A numeric vector indicating the values of site-level covariates to use for prediction. Default is NULL.

probability

A numeric value indicating the probability of detecting presence. The default is 0.9.

qPCR.N

An integer indicating the number of qPCR replicates per eDNA sample. The default is 3.

Value

A plot displaying survey efforts necessary to detect species presence, given mu, for each survey type.

Note

Before fitting the model, this function checks to ensure that the function is possible given the inputs. These checks include:

  • Input model fit is an object of class 'stanfit'.

  • Input mu.min is a numeric value greater than 0.

  • Input mu.max is a numeric value.

  • If model fit contains alpha, cov.val must be provided.

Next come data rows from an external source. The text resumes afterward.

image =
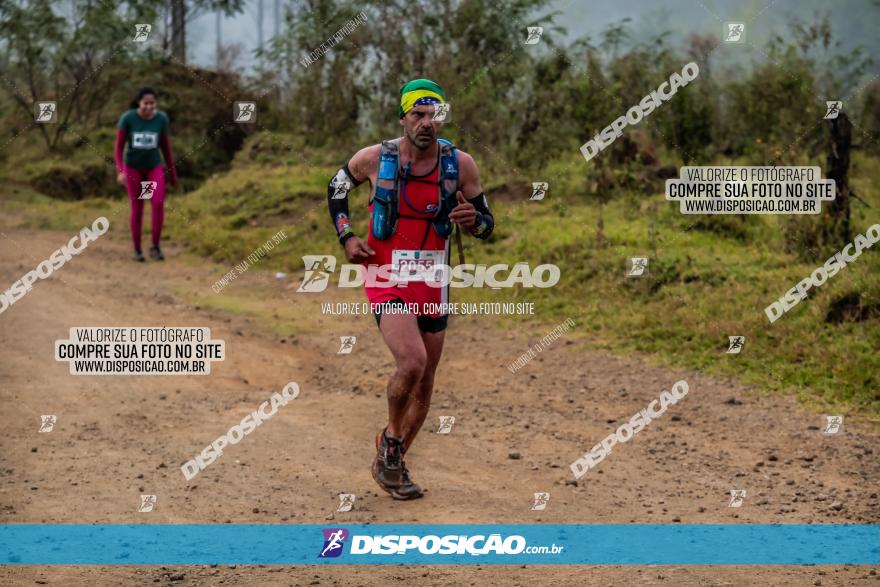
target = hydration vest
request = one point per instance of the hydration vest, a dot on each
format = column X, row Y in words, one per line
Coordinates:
column 386, row 200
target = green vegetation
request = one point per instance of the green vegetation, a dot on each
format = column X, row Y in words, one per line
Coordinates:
column 709, row 278
column 522, row 112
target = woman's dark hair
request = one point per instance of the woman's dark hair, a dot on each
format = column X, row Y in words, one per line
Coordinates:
column 146, row 90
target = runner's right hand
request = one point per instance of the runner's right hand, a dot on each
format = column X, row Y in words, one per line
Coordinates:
column 357, row 250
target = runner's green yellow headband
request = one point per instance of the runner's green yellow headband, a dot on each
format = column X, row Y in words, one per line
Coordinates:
column 420, row 91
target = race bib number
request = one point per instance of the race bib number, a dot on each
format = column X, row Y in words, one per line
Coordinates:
column 144, row 140
column 416, row 265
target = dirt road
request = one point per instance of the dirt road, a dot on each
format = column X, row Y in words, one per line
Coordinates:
column 118, row 437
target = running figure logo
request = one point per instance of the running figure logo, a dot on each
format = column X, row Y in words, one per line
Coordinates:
column 48, row 423
column 534, row 35
column 346, row 345
column 346, row 502
column 142, row 32
column 446, row 423
column 148, row 188
column 833, row 107
column 735, row 32
column 318, row 270
column 737, row 496
column 441, row 111
column 334, row 540
column 44, row 112
column 245, row 112
column 539, row 190
column 736, row 344
column 833, row 424
column 541, row 501
column 637, row 266
column 147, row 503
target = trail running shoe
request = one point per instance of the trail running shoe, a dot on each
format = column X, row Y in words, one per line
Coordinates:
column 390, row 471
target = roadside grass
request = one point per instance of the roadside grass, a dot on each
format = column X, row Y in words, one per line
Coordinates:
column 707, row 278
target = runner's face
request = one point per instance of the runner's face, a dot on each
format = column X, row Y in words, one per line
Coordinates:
column 420, row 129
column 147, row 106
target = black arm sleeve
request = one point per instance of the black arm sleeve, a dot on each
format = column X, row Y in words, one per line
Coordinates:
column 337, row 202
column 482, row 228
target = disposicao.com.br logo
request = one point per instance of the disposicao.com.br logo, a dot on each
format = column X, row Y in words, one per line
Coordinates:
column 428, row 267
column 451, row 544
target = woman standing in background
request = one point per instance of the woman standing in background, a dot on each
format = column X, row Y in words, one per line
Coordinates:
column 145, row 128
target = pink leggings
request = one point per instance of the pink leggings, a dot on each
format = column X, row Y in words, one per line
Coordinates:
column 133, row 179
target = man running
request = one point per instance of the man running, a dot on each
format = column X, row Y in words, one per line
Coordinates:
column 424, row 186
column 145, row 128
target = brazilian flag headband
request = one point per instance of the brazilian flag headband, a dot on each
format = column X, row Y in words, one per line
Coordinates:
column 420, row 91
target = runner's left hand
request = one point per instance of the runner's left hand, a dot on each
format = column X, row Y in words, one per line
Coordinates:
column 465, row 215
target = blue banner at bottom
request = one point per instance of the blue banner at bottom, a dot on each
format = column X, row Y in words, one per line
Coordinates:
column 431, row 544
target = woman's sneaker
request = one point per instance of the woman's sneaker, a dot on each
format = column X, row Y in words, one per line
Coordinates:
column 389, row 470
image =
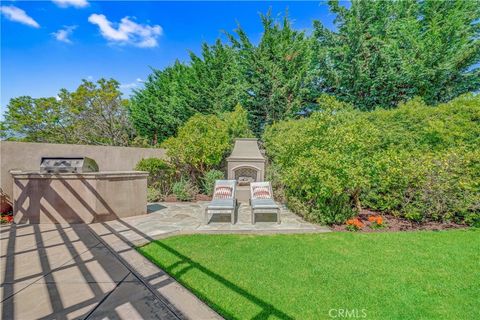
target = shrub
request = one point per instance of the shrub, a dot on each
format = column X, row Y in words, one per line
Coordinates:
column 160, row 174
column 200, row 144
column 154, row 194
column 184, row 190
column 416, row 161
column 208, row 180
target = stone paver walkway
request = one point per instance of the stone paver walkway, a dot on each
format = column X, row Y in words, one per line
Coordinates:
column 93, row 271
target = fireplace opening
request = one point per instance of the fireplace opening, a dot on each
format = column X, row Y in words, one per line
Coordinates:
column 245, row 175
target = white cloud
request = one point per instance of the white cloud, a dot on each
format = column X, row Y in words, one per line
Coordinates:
column 64, row 34
column 71, row 3
column 16, row 14
column 127, row 31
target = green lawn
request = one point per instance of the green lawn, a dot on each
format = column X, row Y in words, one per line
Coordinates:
column 409, row 275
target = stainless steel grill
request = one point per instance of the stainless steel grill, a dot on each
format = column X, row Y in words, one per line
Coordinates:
column 67, row 165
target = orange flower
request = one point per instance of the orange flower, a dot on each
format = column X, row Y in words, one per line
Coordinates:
column 358, row 224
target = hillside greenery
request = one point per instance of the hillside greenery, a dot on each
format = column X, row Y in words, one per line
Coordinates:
column 417, row 161
column 378, row 55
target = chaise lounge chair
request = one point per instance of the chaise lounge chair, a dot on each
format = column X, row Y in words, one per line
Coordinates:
column 261, row 198
column 223, row 199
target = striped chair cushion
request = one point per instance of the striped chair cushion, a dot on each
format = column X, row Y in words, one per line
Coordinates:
column 223, row 192
column 261, row 193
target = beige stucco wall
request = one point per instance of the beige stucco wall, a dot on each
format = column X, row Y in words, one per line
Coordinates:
column 78, row 198
column 26, row 156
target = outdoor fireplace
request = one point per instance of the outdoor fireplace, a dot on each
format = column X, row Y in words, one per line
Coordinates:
column 246, row 164
column 74, row 190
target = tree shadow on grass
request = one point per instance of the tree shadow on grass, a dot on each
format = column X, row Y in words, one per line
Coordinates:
column 267, row 309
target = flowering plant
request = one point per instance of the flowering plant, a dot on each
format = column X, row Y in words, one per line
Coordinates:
column 354, row 224
column 376, row 222
column 6, row 218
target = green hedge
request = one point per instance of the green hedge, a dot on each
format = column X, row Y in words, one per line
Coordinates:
column 417, row 161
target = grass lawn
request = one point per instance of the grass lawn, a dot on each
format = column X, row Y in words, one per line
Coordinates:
column 409, row 275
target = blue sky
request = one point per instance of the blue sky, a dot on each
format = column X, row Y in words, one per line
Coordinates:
column 48, row 45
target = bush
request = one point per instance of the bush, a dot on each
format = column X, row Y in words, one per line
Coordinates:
column 160, row 174
column 416, row 161
column 237, row 123
column 208, row 180
column 184, row 190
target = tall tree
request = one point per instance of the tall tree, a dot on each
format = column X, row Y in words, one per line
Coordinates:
column 101, row 113
column 37, row 120
column 276, row 71
column 95, row 113
column 385, row 52
column 158, row 109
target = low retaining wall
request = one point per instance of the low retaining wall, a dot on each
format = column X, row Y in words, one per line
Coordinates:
column 78, row 198
column 26, row 156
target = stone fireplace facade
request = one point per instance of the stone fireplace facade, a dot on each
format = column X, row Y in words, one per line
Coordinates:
column 246, row 163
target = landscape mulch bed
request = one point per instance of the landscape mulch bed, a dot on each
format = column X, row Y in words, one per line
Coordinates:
column 393, row 223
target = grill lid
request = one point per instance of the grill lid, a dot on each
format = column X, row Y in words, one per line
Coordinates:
column 67, row 165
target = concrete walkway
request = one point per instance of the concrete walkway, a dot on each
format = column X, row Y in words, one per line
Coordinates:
column 94, row 272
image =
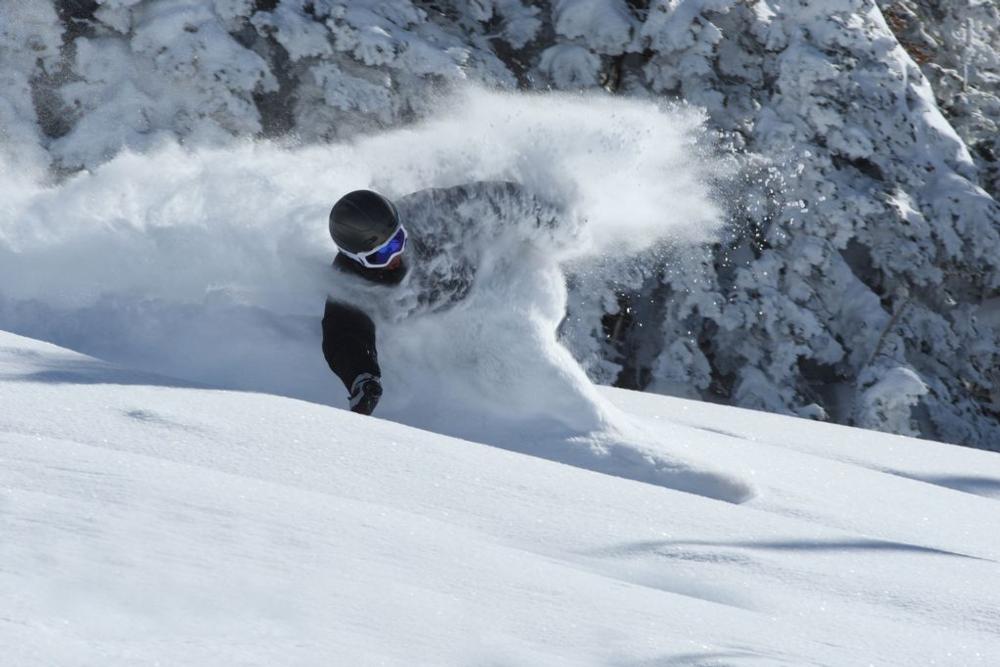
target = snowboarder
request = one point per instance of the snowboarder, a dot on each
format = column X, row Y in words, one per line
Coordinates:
column 370, row 240
column 452, row 229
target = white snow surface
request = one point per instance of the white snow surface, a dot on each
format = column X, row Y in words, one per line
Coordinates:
column 146, row 520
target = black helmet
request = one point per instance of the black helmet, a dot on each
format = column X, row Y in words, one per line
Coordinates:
column 362, row 221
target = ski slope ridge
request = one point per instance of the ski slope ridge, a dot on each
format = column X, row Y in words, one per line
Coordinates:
column 148, row 520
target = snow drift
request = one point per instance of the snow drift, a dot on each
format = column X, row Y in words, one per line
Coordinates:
column 212, row 265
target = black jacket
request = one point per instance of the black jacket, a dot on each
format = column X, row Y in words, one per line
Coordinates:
column 449, row 230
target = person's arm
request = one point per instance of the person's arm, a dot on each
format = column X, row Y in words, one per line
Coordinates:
column 349, row 349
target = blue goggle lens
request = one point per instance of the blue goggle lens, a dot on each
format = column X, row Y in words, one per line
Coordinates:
column 392, row 247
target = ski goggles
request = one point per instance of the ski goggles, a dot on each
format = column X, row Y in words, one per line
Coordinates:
column 381, row 256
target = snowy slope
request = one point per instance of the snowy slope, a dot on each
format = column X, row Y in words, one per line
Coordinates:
column 151, row 520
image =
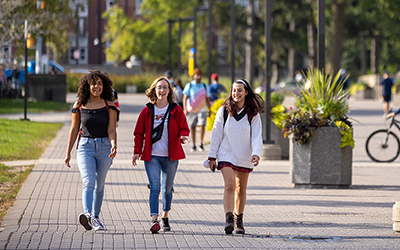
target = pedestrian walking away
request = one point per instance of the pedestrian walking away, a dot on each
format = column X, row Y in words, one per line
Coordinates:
column 116, row 103
column 385, row 88
column 96, row 114
column 178, row 92
column 216, row 88
column 162, row 128
column 196, row 96
column 236, row 143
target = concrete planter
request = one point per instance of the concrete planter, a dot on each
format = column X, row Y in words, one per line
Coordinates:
column 321, row 163
column 277, row 137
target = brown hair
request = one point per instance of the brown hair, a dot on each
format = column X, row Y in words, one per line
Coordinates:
column 90, row 79
column 151, row 92
column 253, row 102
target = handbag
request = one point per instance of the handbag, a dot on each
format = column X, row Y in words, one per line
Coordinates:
column 157, row 131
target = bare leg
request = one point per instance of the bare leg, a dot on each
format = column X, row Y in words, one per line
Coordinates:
column 229, row 191
column 193, row 134
column 241, row 188
column 202, row 131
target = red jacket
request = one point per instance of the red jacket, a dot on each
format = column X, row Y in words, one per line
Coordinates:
column 177, row 126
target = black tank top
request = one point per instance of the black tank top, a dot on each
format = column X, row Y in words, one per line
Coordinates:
column 94, row 122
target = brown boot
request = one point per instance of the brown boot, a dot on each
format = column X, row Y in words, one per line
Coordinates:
column 239, row 224
column 229, row 223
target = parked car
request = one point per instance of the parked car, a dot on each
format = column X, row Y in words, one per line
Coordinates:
column 58, row 68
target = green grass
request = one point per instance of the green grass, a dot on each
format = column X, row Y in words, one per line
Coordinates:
column 9, row 106
column 11, row 180
column 25, row 140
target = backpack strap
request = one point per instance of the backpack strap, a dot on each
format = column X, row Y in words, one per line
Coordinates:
column 226, row 116
column 80, row 130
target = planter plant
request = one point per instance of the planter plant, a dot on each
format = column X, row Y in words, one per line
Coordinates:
column 320, row 132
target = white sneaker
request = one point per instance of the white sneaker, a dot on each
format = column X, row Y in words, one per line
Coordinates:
column 97, row 225
column 84, row 219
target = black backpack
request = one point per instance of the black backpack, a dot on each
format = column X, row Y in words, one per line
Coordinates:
column 226, row 117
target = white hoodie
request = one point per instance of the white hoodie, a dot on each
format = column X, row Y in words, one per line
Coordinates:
column 237, row 141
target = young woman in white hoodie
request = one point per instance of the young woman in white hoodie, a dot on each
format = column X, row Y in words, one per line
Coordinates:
column 236, row 142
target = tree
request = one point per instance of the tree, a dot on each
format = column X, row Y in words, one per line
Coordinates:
column 147, row 38
column 47, row 20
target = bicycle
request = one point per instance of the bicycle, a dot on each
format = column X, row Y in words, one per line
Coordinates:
column 383, row 145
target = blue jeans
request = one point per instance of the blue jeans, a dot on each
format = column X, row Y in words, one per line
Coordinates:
column 167, row 168
column 93, row 163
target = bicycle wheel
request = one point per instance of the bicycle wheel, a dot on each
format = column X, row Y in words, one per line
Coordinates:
column 382, row 146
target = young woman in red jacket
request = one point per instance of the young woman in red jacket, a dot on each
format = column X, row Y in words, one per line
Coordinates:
column 162, row 128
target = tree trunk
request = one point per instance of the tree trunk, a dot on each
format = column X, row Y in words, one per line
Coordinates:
column 249, row 65
column 291, row 56
column 336, row 36
column 363, row 62
column 274, row 76
column 375, row 41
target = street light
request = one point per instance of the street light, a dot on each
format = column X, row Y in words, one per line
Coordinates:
column 26, row 69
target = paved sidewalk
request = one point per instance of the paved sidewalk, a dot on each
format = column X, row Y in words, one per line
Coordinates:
column 276, row 214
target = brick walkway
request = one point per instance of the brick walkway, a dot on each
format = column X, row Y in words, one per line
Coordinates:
column 276, row 214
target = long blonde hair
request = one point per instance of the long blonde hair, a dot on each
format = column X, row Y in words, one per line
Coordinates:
column 151, row 92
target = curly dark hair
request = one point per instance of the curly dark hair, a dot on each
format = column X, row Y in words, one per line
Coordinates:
column 253, row 102
column 90, row 79
column 151, row 92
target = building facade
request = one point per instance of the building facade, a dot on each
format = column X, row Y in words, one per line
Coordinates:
column 87, row 45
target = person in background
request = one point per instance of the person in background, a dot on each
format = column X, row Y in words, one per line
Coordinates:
column 178, row 92
column 3, row 80
column 215, row 88
column 52, row 70
column 196, row 97
column 343, row 77
column 168, row 74
column 236, row 142
column 298, row 76
column 159, row 132
column 385, row 88
column 96, row 113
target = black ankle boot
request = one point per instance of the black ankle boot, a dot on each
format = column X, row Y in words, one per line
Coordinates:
column 239, row 224
column 229, row 223
column 166, row 226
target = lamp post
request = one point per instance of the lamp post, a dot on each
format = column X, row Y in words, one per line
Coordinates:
column 26, row 69
column 321, row 34
column 267, row 48
column 270, row 150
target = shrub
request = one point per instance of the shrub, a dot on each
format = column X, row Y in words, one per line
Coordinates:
column 322, row 105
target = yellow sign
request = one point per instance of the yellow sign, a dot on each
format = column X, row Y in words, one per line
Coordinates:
column 191, row 62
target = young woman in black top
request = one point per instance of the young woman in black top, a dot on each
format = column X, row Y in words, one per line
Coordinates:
column 96, row 114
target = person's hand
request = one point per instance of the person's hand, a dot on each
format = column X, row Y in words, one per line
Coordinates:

  • Input cov.val is numeric.

  • Input cov.val is the same length as the number of estimated covariates.

  • Input probability is a univariate numeric value.

  • Input model fit has converged (i.e. no divergent transitions after warm-up).

If any of these checks fail, the function returns an error message.

Examples

# Ex. 1: Calculating necessary effort for detection with site-level
# covariates

# Load data
data(gobyData)

# Fit a model including 'Filter_time' and 'Salinity' site-level covariates
fit.cov <- jointModel(data = gobyData, cov = c('Filter_time','Salinity'),
                      family = "poisson", p10priors = c(1,20), q = FALSE,
                      multicore = FALSE)

# Plot at the mean covariate values (covariates are standardized, so mean=0)
detectionPlot(fit.cov$model, mu.min = 0.1, mu.max = 1,
              cov.val = c(0,0), qPCR.N = 3)

# Calculate mu_critical at salinity 0.5 z-scores greater than the mean
detectionPlot(fit.cov$model, mu.min = 0.1, mu.max = 1, cov.val = c(0,0.5),
              qPCR.N = 3)

# Ex. 2: Calculating necessary effort for detection with multiple
# traditional gear types

# Load data
data(greencrabData)

# Fit a model with no site-level covariates
fit.q <- jointModel(data = greencrabData, cov = NULL, family = "negbin",
                    p10priors = c(1,20), q = TRUE,
                    multicore = FALSE)

# Calculate
detectionPlot(fit.q$model, mu.min = 0.1, mu.max = 1,
              cov.val = NULL, qPCR.N = 3)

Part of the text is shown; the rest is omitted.